Northern Ireland news

GAA pundit Joe Brolly describes how he welcomed young homeless man into his house

Joe Brolly told The Late Late Show how he welcomed a young homeless man into his home to live before Christmas
Gareth McKeown

ALL-IRELAND winner Joe Brolly has described for the first time how he invited a young homeless man to live in his house.

The outspoken GAA pundit, who previously donated a kidney to a friend in 2012, opened up about his latest selfless act which he described as like a scene from the 1980s movie Trading Places.

Speaking to Ryan Tubridy on RTÉ's The Late Late Show, the barrister told how he came to welcome the young man into his home in the leafy Malone Road area of Belfast before Christmas.

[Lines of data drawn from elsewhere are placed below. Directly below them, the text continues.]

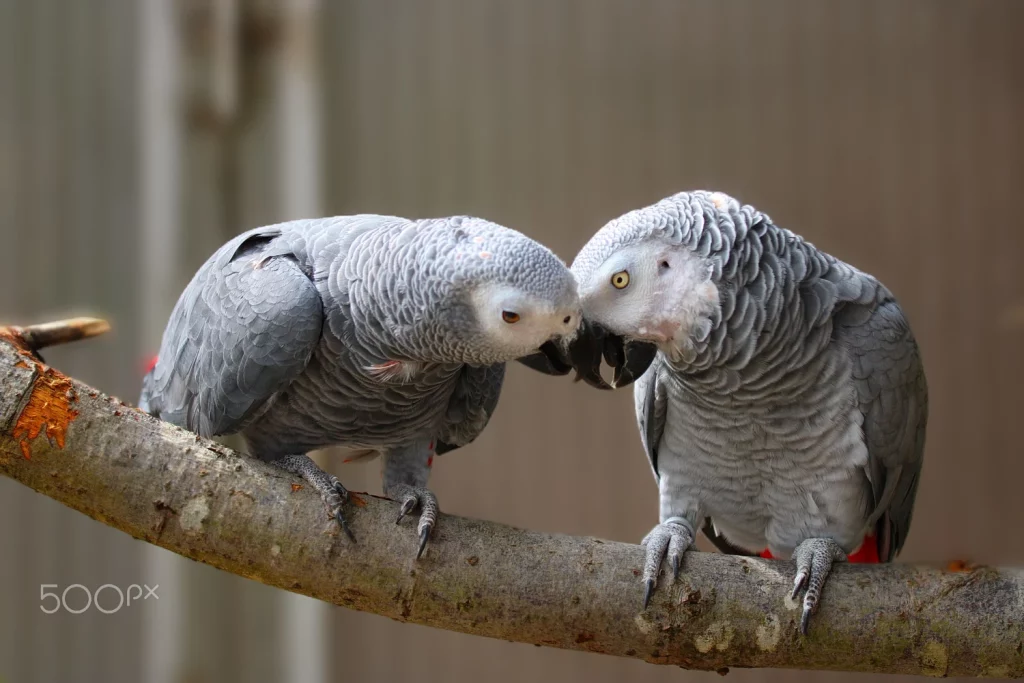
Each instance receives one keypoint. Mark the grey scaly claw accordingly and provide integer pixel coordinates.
(814, 559)
(335, 499)
(407, 507)
(424, 535)
(672, 538)
(413, 497)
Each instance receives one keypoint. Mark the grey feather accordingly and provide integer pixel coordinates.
(893, 396)
(243, 330)
(792, 404)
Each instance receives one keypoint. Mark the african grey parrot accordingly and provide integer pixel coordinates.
(783, 404)
(384, 335)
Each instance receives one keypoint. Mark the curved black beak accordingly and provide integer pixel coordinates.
(629, 359)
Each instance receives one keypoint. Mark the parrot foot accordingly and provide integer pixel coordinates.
(411, 498)
(814, 558)
(332, 493)
(670, 539)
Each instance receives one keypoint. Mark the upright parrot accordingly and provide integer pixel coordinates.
(781, 398)
(384, 335)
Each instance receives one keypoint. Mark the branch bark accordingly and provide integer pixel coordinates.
(198, 499)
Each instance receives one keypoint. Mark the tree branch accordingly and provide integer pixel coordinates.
(167, 486)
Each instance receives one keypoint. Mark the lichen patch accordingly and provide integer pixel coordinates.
(194, 514)
(48, 412)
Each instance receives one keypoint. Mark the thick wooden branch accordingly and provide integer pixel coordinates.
(167, 486)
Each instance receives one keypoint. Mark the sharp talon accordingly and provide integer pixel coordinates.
(797, 585)
(424, 535)
(344, 525)
(407, 507)
(648, 589)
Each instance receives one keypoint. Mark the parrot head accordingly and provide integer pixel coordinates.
(646, 283)
(511, 299)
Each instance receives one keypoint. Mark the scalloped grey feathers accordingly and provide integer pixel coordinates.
(807, 373)
(274, 335)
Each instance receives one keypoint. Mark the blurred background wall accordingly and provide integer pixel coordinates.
(137, 135)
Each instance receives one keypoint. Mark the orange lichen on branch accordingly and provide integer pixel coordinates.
(48, 412)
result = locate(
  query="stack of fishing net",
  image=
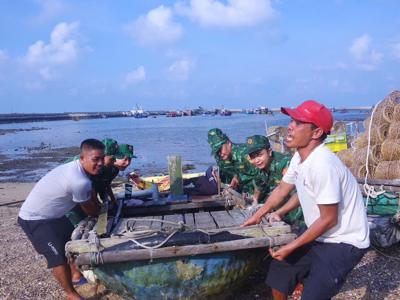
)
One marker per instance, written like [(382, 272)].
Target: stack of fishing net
[(276, 135), (384, 149)]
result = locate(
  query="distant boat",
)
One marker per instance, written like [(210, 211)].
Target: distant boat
[(173, 114), (139, 113), (225, 112)]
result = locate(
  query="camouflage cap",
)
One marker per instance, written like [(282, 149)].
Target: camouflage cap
[(216, 138), (124, 150), (111, 147), (256, 143)]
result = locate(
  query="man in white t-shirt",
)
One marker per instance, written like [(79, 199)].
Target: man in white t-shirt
[(337, 232), (42, 215)]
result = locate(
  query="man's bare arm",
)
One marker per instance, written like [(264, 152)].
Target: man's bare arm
[(277, 196), (328, 219), (92, 206)]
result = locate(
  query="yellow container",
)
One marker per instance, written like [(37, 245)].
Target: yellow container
[(336, 142)]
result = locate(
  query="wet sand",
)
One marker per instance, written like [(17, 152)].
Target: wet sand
[(24, 275)]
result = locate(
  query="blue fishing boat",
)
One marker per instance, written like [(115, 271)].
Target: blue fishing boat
[(192, 255)]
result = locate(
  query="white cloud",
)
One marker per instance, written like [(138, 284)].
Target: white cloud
[(180, 69), (157, 26), (62, 50), (3, 55), (235, 13), (136, 76), (368, 59), (396, 50), (50, 9)]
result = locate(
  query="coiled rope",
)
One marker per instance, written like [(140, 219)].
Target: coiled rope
[(369, 189)]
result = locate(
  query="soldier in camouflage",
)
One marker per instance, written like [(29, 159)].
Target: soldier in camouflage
[(271, 166), (235, 169)]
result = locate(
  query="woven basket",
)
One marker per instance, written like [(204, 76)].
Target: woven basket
[(346, 156), (387, 170), (390, 150)]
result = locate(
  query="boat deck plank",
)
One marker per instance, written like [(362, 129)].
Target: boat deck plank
[(189, 220), (223, 219), (237, 216), (142, 223), (172, 218), (204, 220), (155, 225)]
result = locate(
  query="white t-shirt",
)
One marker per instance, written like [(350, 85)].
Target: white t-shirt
[(57, 193), (323, 179)]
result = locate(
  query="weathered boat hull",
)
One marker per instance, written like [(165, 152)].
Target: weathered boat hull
[(196, 277)]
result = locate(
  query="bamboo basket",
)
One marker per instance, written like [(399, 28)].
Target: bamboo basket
[(390, 150), (387, 170), (394, 131), (346, 156), (360, 155)]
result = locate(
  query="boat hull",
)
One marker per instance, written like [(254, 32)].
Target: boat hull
[(196, 277)]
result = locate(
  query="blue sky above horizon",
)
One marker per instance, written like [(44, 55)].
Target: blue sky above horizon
[(58, 56)]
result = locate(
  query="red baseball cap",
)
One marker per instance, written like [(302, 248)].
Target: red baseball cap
[(311, 111)]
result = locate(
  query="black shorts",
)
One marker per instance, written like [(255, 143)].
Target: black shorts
[(322, 267), (49, 238)]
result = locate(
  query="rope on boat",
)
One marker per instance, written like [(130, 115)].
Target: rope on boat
[(368, 189), (157, 246)]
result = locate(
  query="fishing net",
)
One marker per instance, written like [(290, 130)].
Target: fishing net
[(394, 131), (390, 150), (276, 132), (374, 154), (338, 127), (346, 156), (387, 170), (396, 113), (387, 113)]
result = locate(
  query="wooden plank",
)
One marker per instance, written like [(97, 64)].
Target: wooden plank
[(155, 225), (203, 220), (142, 223), (223, 219), (189, 220), (237, 216), (254, 231), (179, 251), (174, 208), (172, 218), (248, 215), (120, 228)]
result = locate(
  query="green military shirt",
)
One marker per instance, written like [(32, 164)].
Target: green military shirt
[(266, 181), (238, 165), (104, 178)]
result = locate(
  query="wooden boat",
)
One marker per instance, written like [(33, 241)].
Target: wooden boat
[(187, 255)]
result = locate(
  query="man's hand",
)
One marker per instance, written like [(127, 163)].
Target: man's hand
[(234, 182), (254, 220), (281, 253), (273, 217)]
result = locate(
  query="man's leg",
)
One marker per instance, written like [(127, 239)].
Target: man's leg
[(278, 295), (75, 273), (331, 262), (63, 275), (283, 276)]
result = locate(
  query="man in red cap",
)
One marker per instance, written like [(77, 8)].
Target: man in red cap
[(337, 232)]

"I saw the kid on the street and we talked for a while and he was only 20," he said.

"And it was freezing and I said 'come with me' and he came with me.

"It is a very interesting experiment. That was at the start of December. It is a bit like Trading Places.

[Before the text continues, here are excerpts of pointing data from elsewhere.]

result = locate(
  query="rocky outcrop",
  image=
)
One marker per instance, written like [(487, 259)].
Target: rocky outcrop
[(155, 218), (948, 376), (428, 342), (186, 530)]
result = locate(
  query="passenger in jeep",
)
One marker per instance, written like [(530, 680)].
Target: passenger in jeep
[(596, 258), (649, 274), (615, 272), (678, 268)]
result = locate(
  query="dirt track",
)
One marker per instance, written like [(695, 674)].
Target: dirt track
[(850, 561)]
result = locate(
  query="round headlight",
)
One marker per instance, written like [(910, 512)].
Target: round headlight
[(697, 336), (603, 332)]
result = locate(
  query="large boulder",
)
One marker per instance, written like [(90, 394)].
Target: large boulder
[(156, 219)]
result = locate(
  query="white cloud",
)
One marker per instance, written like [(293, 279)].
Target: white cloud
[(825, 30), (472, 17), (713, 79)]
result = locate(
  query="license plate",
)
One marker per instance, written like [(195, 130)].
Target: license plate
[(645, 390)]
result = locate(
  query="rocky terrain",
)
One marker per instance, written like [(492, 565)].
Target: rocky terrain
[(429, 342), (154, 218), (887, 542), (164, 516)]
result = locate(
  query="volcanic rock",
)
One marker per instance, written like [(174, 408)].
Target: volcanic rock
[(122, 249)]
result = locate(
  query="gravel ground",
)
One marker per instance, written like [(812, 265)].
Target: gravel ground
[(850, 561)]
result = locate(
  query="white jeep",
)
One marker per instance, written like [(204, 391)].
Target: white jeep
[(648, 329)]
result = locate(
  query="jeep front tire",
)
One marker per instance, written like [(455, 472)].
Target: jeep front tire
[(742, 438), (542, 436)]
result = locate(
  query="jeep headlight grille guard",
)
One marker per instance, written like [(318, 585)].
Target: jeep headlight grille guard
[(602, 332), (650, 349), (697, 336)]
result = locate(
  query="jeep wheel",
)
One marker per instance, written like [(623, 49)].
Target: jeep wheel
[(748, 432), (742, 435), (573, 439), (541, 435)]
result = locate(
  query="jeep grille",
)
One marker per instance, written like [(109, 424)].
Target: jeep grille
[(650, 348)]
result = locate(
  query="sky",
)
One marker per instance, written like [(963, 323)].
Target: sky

"I just trust him and very quickly he was responding to that. He was warm, he was safe and he didn't have to pay rent. He was eating well."

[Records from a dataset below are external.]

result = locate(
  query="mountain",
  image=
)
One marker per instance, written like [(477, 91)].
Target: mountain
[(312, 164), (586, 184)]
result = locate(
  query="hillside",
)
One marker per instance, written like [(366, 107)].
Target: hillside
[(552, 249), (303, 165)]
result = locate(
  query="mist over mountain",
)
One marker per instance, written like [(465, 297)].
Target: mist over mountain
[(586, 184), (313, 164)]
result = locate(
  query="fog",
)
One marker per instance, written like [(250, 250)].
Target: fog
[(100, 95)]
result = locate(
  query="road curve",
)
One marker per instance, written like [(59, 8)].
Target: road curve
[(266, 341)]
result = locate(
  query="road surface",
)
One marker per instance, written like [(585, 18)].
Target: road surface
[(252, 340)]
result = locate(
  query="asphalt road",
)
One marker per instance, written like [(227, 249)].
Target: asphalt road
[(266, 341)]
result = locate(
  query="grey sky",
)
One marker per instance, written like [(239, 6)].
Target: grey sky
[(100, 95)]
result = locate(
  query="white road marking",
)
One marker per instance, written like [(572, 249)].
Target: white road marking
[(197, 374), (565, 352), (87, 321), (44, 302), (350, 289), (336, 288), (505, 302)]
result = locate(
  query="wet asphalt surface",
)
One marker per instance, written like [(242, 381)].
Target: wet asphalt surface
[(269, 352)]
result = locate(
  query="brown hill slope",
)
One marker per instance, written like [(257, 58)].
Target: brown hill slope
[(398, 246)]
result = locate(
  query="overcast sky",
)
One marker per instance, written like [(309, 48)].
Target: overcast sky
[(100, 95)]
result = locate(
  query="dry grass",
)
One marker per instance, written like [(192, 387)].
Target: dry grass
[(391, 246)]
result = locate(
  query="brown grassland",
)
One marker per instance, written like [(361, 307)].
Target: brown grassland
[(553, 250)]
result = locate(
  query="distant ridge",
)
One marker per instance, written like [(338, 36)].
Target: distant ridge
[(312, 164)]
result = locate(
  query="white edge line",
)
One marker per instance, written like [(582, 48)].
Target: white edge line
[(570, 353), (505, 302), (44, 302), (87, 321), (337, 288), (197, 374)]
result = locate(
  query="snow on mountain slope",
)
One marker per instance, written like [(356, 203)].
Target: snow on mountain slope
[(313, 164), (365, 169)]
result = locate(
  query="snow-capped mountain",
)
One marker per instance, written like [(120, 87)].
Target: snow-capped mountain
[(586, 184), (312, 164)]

Although he brought a photograph of his house guest with him to the television show, Mr Brolly did not reveal the man's identity.

He did though, provide an insight into their home life, joking how he has lent him suits to attend interviews, despite Brolly being a foot taller.

“He was going to job interviews in my suits looking like Charlie Chaplin, proud as punch."

He said the young man has now secured full-time employment, but before worked a zero hours contract with no security.

"The bus cost him £7.50, he was getting £6.10 an hour. The first day they brought him in for two hours and after two hours they said no, we don't need you any longer today.

"At the end of the week he had like six hours, £36. He had spent more on the bus.

"How do people live? This is a systemic problem. He's working as a painter and decorator now and he's proud as punch and then he saves a bit of money with me every Friday.

"He's absolutely thrilled every time he asks 'how much do I have now'."

Mr Brolly said had he not taken the young man in, the alternative could have been "very bleak”.

"About a month after he was with me I drove him down to go to the funeral of one of his friends who had died on the street of hypothermia," he said.

In the same interview Mr Brolly responded to speculation he could become the next president after his odds were slashed to 20/1.

When asked if he was interested, the 1993 All-Ireland winner with Derry responded: "I don't think so really, it's an ambassadorial role really."

After further probing, Mr Brolly said he would consider the prospect "if I thought I could make a difference".

"There are five or six things that could make a huge difference in areas and if you thought you could advocate for that it's not something that would be beyond the pale," he said.

RTÉ presenter Miriam O'Callaghan last week confirmed she would not be standing following speculation she was preparing a bid, amid uncertainty over whether President Michael D Higgins will seek a second term.